Study based on more than 2,800 people with PTSD

"This isn't about developing PTSD," says Dr. Rebecca Sripada, a postdoctoral fellow with VA's Serious Mental Illness Treatment Resource and Evaluation Center and the University of Michigan. "We know that lack of social support is associated with an increased likelihood of developing PTSD and with greater severity of PTSD symptoms. What we weren't sure of was how that translated to care. Does having good social support lead individuals with PTSD to seek care?"

The answer, it would seem, is not really. While social support can play a role in whether or not people develop PTSD in the first place, and can play a role in easing symptoms, it may not influence them to seek treatment.

For the study, Sripada selected a sample of more than 2,800 people with PTSD from the National Epidemiologic Survey on Alcohol and Related Conditions. In the survey, participants rated their social support on a 12-point scale by indicating their agreement with statements such as, "If I were sick, I know I would find someone to help me with my daily chores," or, "If I wanted to go on a trip for a day, I would have a hard time finding someone to go with me."

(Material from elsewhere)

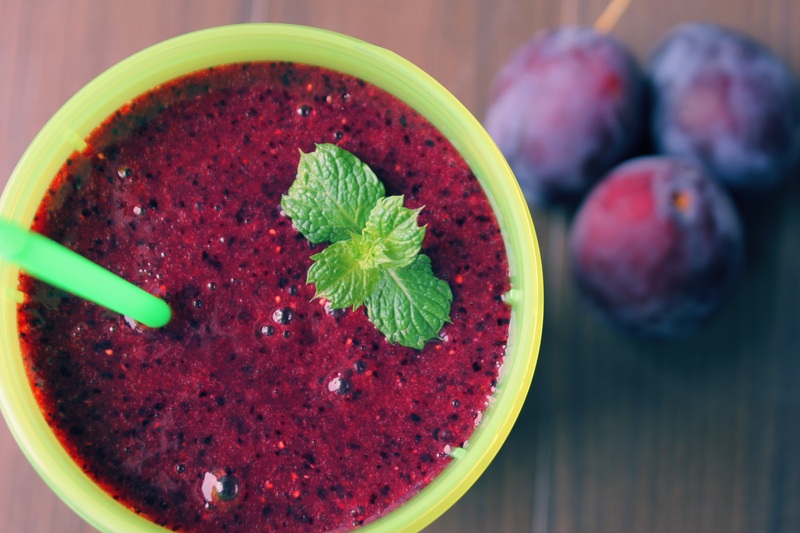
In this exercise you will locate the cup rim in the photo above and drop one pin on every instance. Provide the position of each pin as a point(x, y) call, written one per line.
point(90, 106)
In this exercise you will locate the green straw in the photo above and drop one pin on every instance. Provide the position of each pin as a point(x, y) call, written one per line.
point(51, 262)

Sripada calculated the association between level of social support and the likelihood of receiving treatment for PTSD, and adjusted for sociodemographic information. Sripada says sociodemographic factors appeared to play a significant role.

Mobilizing family members and friends

"Traits like age, household income, marital status, geographic region, and race did play a part in whether or not a patient sought treatment for PTSD," she says. Traits linked to a greater likelihood of seeking treatment included having higher education or greater income; being divorced, separated, or widowed; and having greater PTSD severity.

Interestingly, because one of the symptoms of PTSD is withdrawal, symptom severity may adversely impact social support. So worsening PTSD symptoms may result in diminishing social support.

In any case, say the researchers, understanding the role of family, neighbors, and peers is integral to helping Veterans with PTSD manage their symptoms, and to improving treatment rates.

"PTSD is treatable," Sripada says, "and social support is such an important resource. The key is to mobilize them [family members or friends], to educate them, so that they encourage their loved ones to get needed care."